PPO_agent
- class conformer_rl.agents.PPO.PPO_agent.PPOAgent(config: conformer_rl.config.agent_config.Config)
Bases:
conformer_rl.agents.base_ac_agent.BaseACAgentImplements agent that uses the PPO (proximal policy optimization) 1 algorithm.
- Parameters
config (
Config) – Configuration object for the agent. See notes for a list of config parameters used by this agent.
Notes
Config parameters: The following parameters are required in the config object. See
Configfor more details on the parameters.tag
train_env
eval_env
optimizer_fn
network
rollout_length
max_steps
save_interval
eval_interval
eval_episodes
optimization_epochs
mini_batch_size
discount
use_gae
gae_lambda
entropy_weight
value_loss_coefficient
gradient_clip
ppo_ratio_clip
data_dir
use_tensorboard
Logged values: The following values are logged during training:
advantages
loss
policy_loss
entropy_loss
value_loss
episodic_return_eval (total rewards per episode for eval episodes)
episodic_return_train (total rewards per episode for training episodes)
References
- step() None
Performs one iteration of acquiring samples on the environment and then trains on the acquired samples.
- evaluate() None
Evaluates the agent on the evaluation environment.

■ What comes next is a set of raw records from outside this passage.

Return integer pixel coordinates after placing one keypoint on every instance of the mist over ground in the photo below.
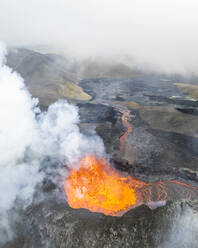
(156, 34)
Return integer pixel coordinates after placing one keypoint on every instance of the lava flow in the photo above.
(125, 145)
(100, 188)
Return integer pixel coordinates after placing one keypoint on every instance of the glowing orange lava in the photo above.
(99, 188)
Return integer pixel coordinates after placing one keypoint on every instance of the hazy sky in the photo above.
(160, 33)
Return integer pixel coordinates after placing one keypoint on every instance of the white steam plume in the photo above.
(27, 136)
(160, 33)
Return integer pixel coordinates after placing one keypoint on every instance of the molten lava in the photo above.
(99, 188)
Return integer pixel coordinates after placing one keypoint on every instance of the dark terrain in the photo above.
(164, 116)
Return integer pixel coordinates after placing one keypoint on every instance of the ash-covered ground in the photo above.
(164, 118)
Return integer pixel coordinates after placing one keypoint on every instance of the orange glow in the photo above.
(99, 188)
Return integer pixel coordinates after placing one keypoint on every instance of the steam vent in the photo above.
(107, 157)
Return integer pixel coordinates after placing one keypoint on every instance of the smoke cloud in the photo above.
(28, 136)
(161, 35)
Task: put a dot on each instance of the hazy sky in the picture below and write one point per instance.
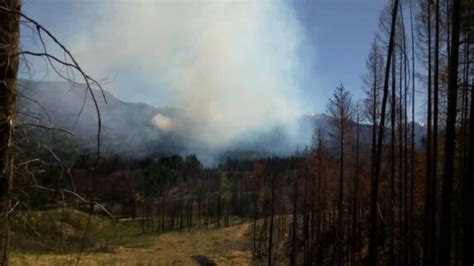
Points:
(236, 67)
(335, 37)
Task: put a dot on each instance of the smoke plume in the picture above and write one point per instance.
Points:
(233, 67)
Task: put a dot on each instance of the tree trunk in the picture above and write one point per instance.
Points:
(9, 46)
(444, 250)
(374, 189)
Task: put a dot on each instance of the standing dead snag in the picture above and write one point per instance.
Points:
(444, 251)
(374, 189)
(9, 45)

Information dict returned by the environment’s
conformer_rl.environments.conformer_env.ConformerEnv.step()method is logged by the eval_logger and saved.
- load(filename: str) None
Loads the neural network with weights.
- Parameters
filename (str) – The path where the neural network weights are saved.
- run_steps() None
Trains the agent.
Trains the agent until the maximum number of steps (specified by config) is reached. Also periodically saves neural network parameters and performs evaluations on the agent, if specified in the config.
- save(filename: str) None
Saves the neural network weights to a file.
- Parameters
filename (str) – The path where the neural network weights are to be saved.